NEW YORK (Reuters) - European Union financial services chief Michel Barnier launched a volley at U.S. finance regulators on Friday, criticizing recent rule-making and calling for better cooperation across the Atlantic.
Barnier urged better cooperation between the United States and Europe, to ensure they could rely on each others’ supervisors for banks operating in both regions and give a clearer message to markets.
“If we choose to part ways, this will send the wrong signal to markets and to the rest of the world. It would increase the cost of capital, and reduce growth prospects,” he said, speaking before a business audience.
The largest countries of the world are working to make the banking industry safer after the 2007-09 financial crisis, but differences in the ways the financial industry operates across regions have made this a difficult task.
While urging cooperation, Barnier was also direct in pointing out where he believed the United States is overreaching or lagging in global reforms.
Often addressing his audience in French, Barnier criticized a recent proposal by the U.S. Federal Reserve to keep international banks on a tighter leash.

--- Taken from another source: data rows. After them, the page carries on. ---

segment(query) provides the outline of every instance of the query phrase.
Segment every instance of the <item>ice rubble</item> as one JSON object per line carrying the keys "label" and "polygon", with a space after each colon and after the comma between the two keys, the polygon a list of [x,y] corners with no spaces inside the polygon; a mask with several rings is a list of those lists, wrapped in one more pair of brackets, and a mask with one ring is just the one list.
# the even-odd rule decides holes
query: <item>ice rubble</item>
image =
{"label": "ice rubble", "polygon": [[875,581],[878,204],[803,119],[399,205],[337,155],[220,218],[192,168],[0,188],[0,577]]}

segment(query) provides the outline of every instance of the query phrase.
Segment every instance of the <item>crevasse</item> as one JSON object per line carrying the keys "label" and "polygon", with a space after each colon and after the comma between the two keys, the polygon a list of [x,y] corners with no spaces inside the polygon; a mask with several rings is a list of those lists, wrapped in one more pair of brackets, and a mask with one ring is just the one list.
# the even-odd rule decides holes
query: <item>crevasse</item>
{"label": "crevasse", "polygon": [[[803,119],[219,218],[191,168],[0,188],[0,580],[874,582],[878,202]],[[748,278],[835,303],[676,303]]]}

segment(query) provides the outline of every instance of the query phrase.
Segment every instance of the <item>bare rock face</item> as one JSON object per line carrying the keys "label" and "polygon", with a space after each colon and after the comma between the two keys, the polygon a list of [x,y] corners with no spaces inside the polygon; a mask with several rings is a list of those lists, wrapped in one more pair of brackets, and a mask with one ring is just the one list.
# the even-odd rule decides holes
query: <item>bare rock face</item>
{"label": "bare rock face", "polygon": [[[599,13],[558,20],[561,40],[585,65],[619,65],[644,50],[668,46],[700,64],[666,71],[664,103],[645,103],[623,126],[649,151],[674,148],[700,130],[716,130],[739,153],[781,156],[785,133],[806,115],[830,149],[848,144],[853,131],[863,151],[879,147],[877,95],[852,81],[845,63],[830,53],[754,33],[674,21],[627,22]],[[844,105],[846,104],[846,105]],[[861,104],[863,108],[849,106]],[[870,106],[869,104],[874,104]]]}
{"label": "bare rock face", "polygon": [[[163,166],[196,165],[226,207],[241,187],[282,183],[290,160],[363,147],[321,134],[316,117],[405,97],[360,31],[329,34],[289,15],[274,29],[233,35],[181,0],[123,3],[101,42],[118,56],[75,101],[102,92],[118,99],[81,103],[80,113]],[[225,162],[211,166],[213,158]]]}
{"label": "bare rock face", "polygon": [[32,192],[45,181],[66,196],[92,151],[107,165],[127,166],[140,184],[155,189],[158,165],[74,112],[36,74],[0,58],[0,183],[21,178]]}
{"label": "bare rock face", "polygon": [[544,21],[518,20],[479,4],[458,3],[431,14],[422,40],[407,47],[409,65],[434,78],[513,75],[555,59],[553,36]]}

The Fed in December launched a plan that would force foreign banks to group all their units under a holding company, subject to the same capital standards as U.S. holding companies. The biggest banks will also need to hold liquidity buffers.
“We are very concerned by this possibility of ring-fencing that would be imposed on foreign banks,” Barnier told reporters after his speech, speaking through an interpreter.
“We must solve it. Otherwise there will be reciprocal measures on the European side. And that’s what I want to avoid.”
The United States has traditionally relied on foreign supervisors to watch overseas banks, allowing them to hold less capital than their domestic counterparts.
The 2010 Dodd-Frank law to overhaul the U.S. financial landscape put an end to that policy, after the Fed was forced to extend hundreds of billions of dollars in emergency loans to overseas banks in the financial crisis.
Barnier also took aim at a lack of agreement over global rules that would rein in risky trades in the $650 trillion derivatives market.
The U.S. Commodity Futures Trading Commission has drawn criticism from business leaders as well as politicians over the aggressive way in which it thinks newly drawn-up derivatives rules should apply to companies abroad.
Global regulators meeting in New York last year failed to hammer out a deal on how to jointly supervise the lucrative derivatives market, and there were similar meetings in Switzerland and Brussels in the past weeks.
Foreign banks must stick to the same rules as their U.S. peers when dealing with a U.S. person - which includes companies - if their swaps trading volume exceeds $8 billion a year, according to the CFTC’s proposed rules.
“Expanding interpretation of home-grown rules to transactions that are already covered by equally solid foreign rules will only lead to legal conflicts,” Barnier said.
“It will create uncertainty, increase costs and push trade to less well regulated places. This is precisely what we want to avoid,” Barnier said.
Barnier sounded more confident on new capital rules for banks known as Basel III despite the fact that both the United States and the EU missed the January deadline for the start of a six-year phase-in of the new regime.
“I’ve just been confirmed that the commitments are going to be implemented within the time frame we had decided. That’s what Mr (Fed governor Daniel) Tarullo told me yesterday,” said Barnier, who met regulators in Washington on Thursday.
There could still be a short technical delay of a few months on both sides of the Atlantic, however.
Barnier also said America had not been aggressive enough in moving toward internationally agreed accounting standards.
The International Accounting Standards Board, which writes rules used in over 100 countries, has been working with the United States for a decade to align U.S. and international rules, with little progress to date.
Support for a switch has waned in the United States over concerns about the costs and a belief by many that U.S. Generally Accepted Accounting Principles, or GAAP, is superior because it puts more limits on corporate managers’ judgment than global rules.
“I continue to be disappointed by the slowness of the U.S. in moving towards internationally agreed accounting standards,” Barnier said.